Several other causes dictated this policy of reserve. Against the Gauls, the Samnites, Pyrrhus, and Hannibal,—in other [Pg 5072] words, for the defense of Latium and of Italy,—Rome had employed all her strength; it was then a question of her existence: whereas, in the wars with Greece and with Asia, her ambition and her pride alone were interested; and wisdom demanded that some relaxation be given to the plebeians and the allies. The Senate had moreover too many affairs on its hands—the wars with Spain, with Corsica, with Cisalpina, and with Istria—to admit of its becoming deeply involved in the East. Therefore two legions only will fight Philip and Antiochus—that will suffice to conquer, but would be too little to despoil them. Furthermore, the Senate believed that in penetrating into this Greek world, where an old glory concealed so much weakness, they could not accord too much to prudence. These pitiless enemies of the Volscians and the Samnites will not proceed in their next wars by exterminating their adversaries and wasting their country. "It was not with such a purpose," said they, "that they came to pour out their blood; they took in hand the cause of oppressed Greece." And that language and that policy they will not change after victory. The first act of Flamininus, on the day after Cynoscephalæ, was to proclaim the liberty of the Greeks. All who bore that respected name seemed to have the right to Roman protection; and the little Greek cities of Caria, and of the coasts of Asia and Thrace, received with astonishment their liberty from a people that they hardly knew. All were captivated by this apparent generosity. None perceived that in restoring independence to the cities and States, Rome wished to break up the confederations that sought to reorganize and would perhaps have given new force to Greece. In isolating them and attaching them to herself by grateful ties, she placed them almost insensibly under her influence. She made allies of them; and every one knows what the allies of Rome became. Thus the Senate was so well satisfied with this policy, which created division everywhere and awakened extinct rivalries, that for half a century it followed no other.
Although in literature Rome was but the echo of Greece, she civilized all the Western world, for which the Greeks had done nothing. Her language, out of which sprang the various languages of the Romance nations, is in case of need a means of communication among scholars of all countries, and her books will always remain—a wise selection being made—the best for the higher culture of the mind. They have merited above all others the title of litteræ humaniores, the literature by which men are made. A cardinal, reading the 'Thoughts of Marcus Aurelius' (written in Greek, it is true, but written by a Roman), exclaimed, "My soul blushes redder than my scarlet at sight of the virtues of this Gentile."
Suppose Rome destroyed by Pyrrhus or Hannibal, before Marius and Cæsar had driven the German tribes back from Gaul: their invasion would have been effected five centuries sooner; and since they would have found opposed to them only other barbarians, what a long night would have settled down upon the world!

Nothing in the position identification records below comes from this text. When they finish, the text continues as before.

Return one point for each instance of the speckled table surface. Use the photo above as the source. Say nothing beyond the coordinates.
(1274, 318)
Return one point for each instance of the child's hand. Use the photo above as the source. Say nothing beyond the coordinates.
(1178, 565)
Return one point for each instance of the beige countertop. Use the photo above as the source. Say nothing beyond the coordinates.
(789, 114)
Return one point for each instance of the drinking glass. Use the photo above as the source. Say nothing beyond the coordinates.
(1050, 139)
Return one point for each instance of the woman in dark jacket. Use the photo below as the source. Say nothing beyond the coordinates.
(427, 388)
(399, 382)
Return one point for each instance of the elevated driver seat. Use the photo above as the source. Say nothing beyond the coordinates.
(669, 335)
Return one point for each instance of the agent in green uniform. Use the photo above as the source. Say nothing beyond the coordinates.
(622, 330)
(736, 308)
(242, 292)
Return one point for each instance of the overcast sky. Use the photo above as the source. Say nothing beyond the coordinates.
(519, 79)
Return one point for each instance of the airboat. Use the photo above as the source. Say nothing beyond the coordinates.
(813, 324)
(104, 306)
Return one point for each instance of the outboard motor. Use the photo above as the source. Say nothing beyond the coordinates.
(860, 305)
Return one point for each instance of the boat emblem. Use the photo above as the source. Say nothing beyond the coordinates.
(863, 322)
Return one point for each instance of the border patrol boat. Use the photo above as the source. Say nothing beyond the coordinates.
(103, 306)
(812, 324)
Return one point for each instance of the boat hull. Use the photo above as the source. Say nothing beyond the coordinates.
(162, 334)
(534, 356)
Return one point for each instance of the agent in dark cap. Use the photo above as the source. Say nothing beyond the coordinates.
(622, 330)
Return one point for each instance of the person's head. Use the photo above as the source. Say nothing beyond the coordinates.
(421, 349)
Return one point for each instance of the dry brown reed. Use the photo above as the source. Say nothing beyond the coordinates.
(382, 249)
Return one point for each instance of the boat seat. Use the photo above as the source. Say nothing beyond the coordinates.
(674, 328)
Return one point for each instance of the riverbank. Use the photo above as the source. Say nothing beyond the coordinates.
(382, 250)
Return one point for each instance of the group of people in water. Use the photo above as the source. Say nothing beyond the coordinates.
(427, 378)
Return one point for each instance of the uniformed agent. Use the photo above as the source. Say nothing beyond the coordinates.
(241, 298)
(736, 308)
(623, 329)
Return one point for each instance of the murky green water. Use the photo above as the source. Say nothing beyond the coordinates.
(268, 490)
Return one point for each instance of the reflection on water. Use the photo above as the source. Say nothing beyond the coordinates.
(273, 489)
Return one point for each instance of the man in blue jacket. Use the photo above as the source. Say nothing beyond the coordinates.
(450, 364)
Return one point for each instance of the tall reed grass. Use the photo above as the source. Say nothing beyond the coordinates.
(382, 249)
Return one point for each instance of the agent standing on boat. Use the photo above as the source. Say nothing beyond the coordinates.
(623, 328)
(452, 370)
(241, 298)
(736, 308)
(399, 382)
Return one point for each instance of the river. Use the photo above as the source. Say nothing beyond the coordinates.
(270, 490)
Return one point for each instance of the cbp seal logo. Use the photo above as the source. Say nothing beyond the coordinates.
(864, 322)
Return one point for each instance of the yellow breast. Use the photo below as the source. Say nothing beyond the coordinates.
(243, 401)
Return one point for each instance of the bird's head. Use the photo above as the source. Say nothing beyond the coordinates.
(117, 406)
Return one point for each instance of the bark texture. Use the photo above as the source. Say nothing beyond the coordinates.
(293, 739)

It is true that when the Roman people had laid hands upon the treasures of Alexander's successors, the scandal of their orgies exceeded for a century anything that the East had ever seen; that their amusements were sanguinary games or licentious plays; that the Roman mind, after receiving a temporary benefit from Greek philosophy, went astray in Oriental mysticism; and that finally, after having loved liberty, Rome accepted despotism, as if willing to astonish the world as much by her great corruption as she did by the greatness of her empire.
But can we say that no other age or nation has known servility of soul, licentiousness in public amusements, and the conspicuous depravity in morals that is always to be seen where indolence and wealth are united?
To the legacies left by Rome which have now been enumerated, we must add another, which ranks among the most precious. Notwithstanding the poetic piety of Virgil, and Livy's official credulity, the dominant note of Latin literature is the indifference of Horace, when it is not the daring skepticism of [Pg 5074] Lucretius. To Cicero, Seneca, Tacitus, and the great jurisconsults, the prime necessity was the free possession of themselves, that independence of philosophic thought which they owed to Greece. This spirit, begotten of pure reason, was almost stifled during the Middle Ages. It reappeared when antiquity was recovered. From that day the renascent world set forward again; and in the new path France, heir of Athens and of Rome, was long her guide—for art in its most charming form, and for thought, developed in the light.
Upon a medal of Constantine his son presents to him a globe surmounted by a phœnix, symbol of immortality. For once the courtiers were not in the wrong. The sacred bird which springs from her own ashes is a fitting emblem of this old Rome, dead fifteen centuries ago, yet alive to-day through her genius: Siamo Romani.